Obésité : sur quelle base juger un produit, se demandent les industriels

 

le 30 septembre 2008 à 14h13

PARIS

 

Les industriels sont opposés à l’augmentation de la TVA sur certains aliments, comme le propose un rapport parlementaire sur la prévention de l’obésité, et estiment qu’aucune ‘base légale ou scientifique’ ne peut déterminer ce qui est bon ou mauvais dans un produit. ‘Sur quelle base légale ou scientifique, le gouvernement pourrait taxer une barre chocolatée plutôt qu’un pain au chocolat’, s’est demandé un porte-parole de Mars Chocolat France, interrogé par l’AFP, alors que, selon lui, une barre chocolat de son groupe de 42 grammes fait 186 calories et qu’un pain au chocolat de boulangerie de 68 grammes fait 278 calories.

 

Un rapport parlementaire, présenté mardi à l’Assemblée par la députée UMP Valérie Boyer, propose d’assujettir les produits de grignotage et de snacking au taux normal de TVA de 19,6% au lieu du taux réduit de 5,5% actuellement applicable.

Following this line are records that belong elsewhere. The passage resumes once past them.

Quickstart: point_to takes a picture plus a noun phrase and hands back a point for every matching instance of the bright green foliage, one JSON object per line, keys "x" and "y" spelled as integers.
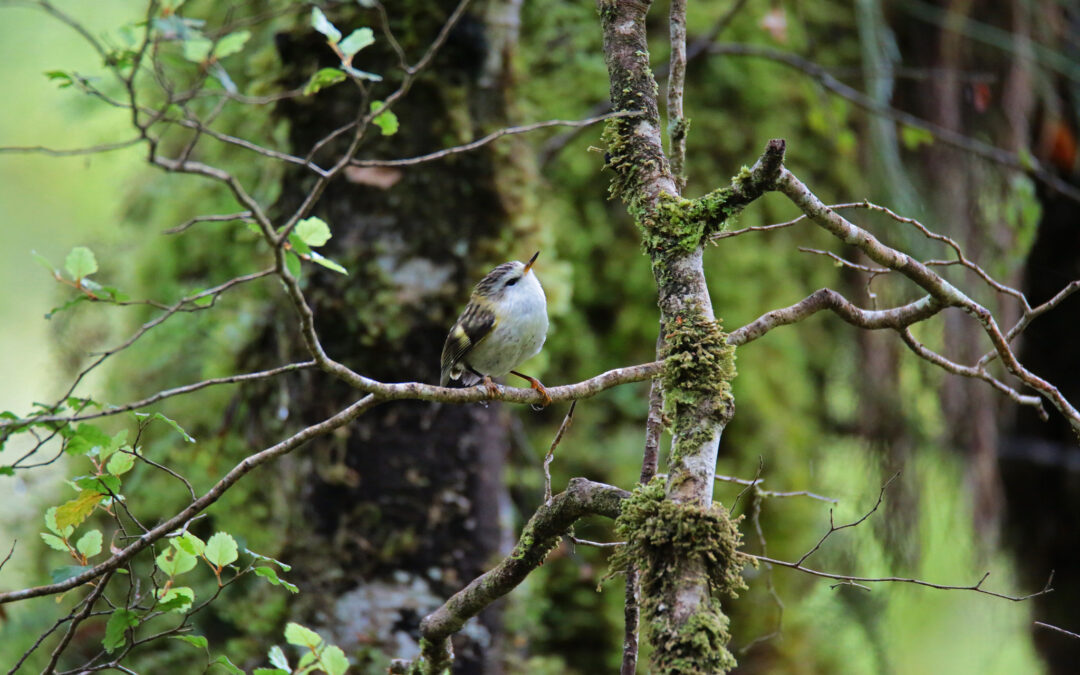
{"x": 220, "y": 550}
{"x": 80, "y": 262}
{"x": 116, "y": 629}
{"x": 322, "y": 79}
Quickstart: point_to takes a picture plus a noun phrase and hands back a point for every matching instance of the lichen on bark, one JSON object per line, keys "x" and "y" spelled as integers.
{"x": 661, "y": 537}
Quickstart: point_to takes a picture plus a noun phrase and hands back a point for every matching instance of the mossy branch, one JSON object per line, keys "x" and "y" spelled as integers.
{"x": 538, "y": 538}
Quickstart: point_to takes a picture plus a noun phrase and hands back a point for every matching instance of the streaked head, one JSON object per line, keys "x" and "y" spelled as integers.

Il y a ‘un problème concret de mise en application de cette TVA’ parce qu’il faut définir ‘ce qui est bon ou mauvais dans un produit’, a expliqué Jean-René Buisson, président de l’Association nationale des industries alimentaires. ‘Bruxelles prévoit d’analyser l’ensemble des produits et de définir leurs profils sur le plan nutritionnel’, a-t-il précisé à l’AFP.

 

C’est à partir de ce travail, qui sera présenté devant le Parlement européen début 2009, qu »on pourra tirer un certain nombre d’enseignements objectifs’ et ‘se faire une idée pour savoir si un produit est trop gras, trop sucré ou trop salé’, selon M. Buisson. M. Buisson regrette d’ailleurs que ce rapport veuille imposer une législation nationale et ne fasse pas le lien avec ce qui est déjà en cours à Bruxelles.

 

L’Union européenne (UE) planche en effet sur une autre directive qui devrait rendre obligatoire l’étiquetage nutritionnel de tous les produits, a encore expliqué M. Buisson.

 

Le rapport parlementaire français n’évoque pas le sujet de l’étiquetage. Il prévoit en revanche que le contenu en calories figure dans les publicités pour les produits avec ajout de sucre et sur les tickets de caisse des fast-foods.

 

Actuellement en France, seuls les produits qui affirment des allégations nutritionnelles ou de santé doivent présenter des étiquetages nutritionnels, a confirmé à l’AFP un porte-parole de la Direction générale de la concurrence, de la consommation et de la répression des fraudes (DGCCRF). Pour tous les autres produits, la seule obligation qu’ont les industriels est d’indiquer les ingrédients, selon lui. Près de ’80 % des produits comportent déjà un étiquetage nutritionnel’, selon M. Buisson, essentiellement pas souci de transparence.

 

Mais l’UE souhaite le rendre obligatoire et exiger des industriels qu’ils donnent jusqu’à huit indications nutritionnelles de leurs produits, a indiqué de son côté M. Buisson. La valeur calorique par portion devra également figurer sur la face du produit, a-t-il ajouté. Cette directive devrait être présentée devant le Parlement au 1er trimestre 2009 et adoptée en 2010 pour une application en 2013, selon M. Buisson.

 

L’étiquetage nutritionnel analyse un produit en fonction de ce qu’il apporte en terme de nutriments (lipide, acides gras saturés, sodium, sucre…) à l’organisme, explique une responsable réglementation d’un professionnel de la barre chocolatée qui a requis l’anonymat. ‘Le contenu nutritionnel dépend des ingrédients’ et du procédé de production, ajoute-t-elle.